Like Lee Woods of Raw records you started with a stall / record shop. What made you make the leap to starting a record label ?
I think more than anything we were inspired by the people who ran independent record labels in the US from the 40s to the 60s - King, Stax, Sun, Aladdin. Imperial etc etc. Ted and I were sold on the romance of making a record and just selling it however it could be sold. Ted would drive around in his battered Peugeot selling records out of the trunk to shops on our first release – The Count Bishops EP (Speedball 976). There had been very few British independent labels before us. There was Island and Virgin run by guys who were well off from the start, and there was RAK and UK run by successful producers, but not much in the way of a street based operation with absolutely no money. As the Desperate Bicycle’s first single said – ‘It was easy it was cheap go and do it’. I think that up to then everyone had assumed that making and pressing a record required a lot of money, whereas the truth has always been that promoting a record into the charts is the thing that costs money.

Count Bishops - Speedball
Chiswicks fist single

If in doubt..get a scantily clad woman out! 
Radio Stars - Dirty Pictures

4 different sleeves and some coloured vinyl for the Damned's Love Song. It was a smasheroo!

Lastly. Lee Wood said he never understood basically the freebie side of the business & promotion . How did you find this running a small label ? What sort of promotion did you give singles ?

Well we used it to full advantage I think. We were among the first to use coloured vinyl and invented the multiple picture sleeve with the four Damned shots on Love Song . Basically you had to give records away to the chart return shops to make sure that they had them in stock. Then a team of housewives would go in and buy them up. Friendly dealers might be encouraged to put in the extra sales in exchange for a consideration. It was all dreadfully corrupt, but at least everyone was being dreadfully corrupt. It was viewed as a bit of a game. I would say however that you couldn’t hype an absolute turkey and make it stick. The record had to have some appeal to some section of the populace or the act had to have a genuine following. It was not unknown to co-opt fan clubs into buying up singles from chart shops.

What was your best selling punk single and worst ?
Best selling punk single was probably Love Song and I haven’t a clue what the worst seller was. Somewhere in the bowels of the accounts the figure is there. Punk sold pretty well, it was some of the pop stuff we did that turkied out.

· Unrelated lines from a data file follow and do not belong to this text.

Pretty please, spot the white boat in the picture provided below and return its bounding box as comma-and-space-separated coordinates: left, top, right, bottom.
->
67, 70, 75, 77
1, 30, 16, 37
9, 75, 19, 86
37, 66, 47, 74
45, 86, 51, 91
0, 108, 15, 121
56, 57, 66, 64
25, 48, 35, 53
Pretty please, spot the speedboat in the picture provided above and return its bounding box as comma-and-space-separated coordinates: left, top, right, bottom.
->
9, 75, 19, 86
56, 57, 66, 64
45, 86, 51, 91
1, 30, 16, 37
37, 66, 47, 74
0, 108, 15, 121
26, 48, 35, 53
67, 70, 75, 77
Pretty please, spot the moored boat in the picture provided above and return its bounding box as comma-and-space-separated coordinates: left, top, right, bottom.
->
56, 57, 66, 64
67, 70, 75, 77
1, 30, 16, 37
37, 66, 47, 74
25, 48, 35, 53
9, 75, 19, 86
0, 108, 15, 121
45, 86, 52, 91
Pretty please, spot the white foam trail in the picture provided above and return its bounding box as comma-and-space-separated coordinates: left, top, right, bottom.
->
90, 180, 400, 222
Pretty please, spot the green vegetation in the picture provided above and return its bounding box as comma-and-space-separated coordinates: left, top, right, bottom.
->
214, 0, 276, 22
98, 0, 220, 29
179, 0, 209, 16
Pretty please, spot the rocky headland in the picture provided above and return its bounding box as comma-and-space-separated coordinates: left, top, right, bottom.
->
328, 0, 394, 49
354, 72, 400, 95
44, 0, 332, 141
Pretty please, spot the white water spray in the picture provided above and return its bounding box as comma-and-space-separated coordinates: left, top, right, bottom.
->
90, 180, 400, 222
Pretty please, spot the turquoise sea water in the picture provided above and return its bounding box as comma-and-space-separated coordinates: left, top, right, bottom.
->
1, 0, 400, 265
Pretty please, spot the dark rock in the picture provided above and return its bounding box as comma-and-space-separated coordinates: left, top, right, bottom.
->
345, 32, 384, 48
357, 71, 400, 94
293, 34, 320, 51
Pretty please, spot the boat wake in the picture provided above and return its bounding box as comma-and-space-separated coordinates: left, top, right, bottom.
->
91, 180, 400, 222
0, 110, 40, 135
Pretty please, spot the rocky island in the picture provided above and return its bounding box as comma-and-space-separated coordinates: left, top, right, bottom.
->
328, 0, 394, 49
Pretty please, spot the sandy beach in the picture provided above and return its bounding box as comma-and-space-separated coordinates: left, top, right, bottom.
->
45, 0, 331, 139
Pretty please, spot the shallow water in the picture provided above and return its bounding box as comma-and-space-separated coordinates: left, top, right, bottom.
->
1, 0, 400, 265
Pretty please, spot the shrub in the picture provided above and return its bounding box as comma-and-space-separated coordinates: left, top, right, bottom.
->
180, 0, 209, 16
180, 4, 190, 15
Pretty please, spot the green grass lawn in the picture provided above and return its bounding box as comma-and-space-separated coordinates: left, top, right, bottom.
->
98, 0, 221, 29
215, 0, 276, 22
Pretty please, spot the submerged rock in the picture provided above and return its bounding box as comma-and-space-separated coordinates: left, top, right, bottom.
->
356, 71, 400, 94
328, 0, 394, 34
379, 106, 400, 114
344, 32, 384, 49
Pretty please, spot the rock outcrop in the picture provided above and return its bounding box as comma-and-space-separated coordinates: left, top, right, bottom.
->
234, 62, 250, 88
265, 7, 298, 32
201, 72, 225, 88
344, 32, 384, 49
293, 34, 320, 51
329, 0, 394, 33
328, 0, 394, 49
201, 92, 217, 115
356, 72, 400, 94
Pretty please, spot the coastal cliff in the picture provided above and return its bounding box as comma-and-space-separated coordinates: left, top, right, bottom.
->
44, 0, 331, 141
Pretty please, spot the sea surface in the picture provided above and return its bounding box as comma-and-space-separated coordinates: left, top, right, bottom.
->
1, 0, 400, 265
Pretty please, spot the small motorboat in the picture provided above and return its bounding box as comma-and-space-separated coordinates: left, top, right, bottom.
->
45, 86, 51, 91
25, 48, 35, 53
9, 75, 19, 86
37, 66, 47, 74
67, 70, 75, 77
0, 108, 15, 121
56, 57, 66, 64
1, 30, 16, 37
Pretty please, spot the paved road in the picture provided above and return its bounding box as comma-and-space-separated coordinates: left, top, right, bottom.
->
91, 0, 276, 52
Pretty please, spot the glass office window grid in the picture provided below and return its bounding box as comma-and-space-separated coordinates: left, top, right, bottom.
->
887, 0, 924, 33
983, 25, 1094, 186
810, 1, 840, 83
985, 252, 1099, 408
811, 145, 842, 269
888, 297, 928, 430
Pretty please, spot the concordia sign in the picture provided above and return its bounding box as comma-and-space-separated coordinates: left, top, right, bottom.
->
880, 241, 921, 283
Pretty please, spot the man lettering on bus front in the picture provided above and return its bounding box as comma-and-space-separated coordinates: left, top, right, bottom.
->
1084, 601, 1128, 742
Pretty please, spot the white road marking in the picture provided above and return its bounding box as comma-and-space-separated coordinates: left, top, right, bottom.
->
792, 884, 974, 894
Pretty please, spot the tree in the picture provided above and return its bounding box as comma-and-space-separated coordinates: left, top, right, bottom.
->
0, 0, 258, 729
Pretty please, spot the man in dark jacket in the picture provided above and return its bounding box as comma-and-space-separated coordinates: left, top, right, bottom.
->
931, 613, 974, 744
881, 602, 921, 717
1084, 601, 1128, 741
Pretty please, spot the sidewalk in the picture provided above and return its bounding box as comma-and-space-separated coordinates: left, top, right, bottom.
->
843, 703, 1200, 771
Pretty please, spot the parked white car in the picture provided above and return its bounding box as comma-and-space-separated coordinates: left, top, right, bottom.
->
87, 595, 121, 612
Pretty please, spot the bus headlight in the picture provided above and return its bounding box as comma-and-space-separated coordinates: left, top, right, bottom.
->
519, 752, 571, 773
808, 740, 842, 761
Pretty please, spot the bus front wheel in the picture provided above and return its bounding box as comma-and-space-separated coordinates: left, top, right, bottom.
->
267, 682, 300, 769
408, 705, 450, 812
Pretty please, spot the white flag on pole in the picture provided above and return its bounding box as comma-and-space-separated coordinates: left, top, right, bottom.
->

In the early ‘80s we got out of the pop end of things. Partly we didn’t have a clue about the kind of records that were becoming hits and partly the introduction of the video seemed to really up the cost of hyping to beyond a joke. It got to the point where you would lose money on even a hit single and just hoped to sell enough albums or break the act in America. Really the odds lengthened at that point and we retired to re-issue land where we have been happily ever since.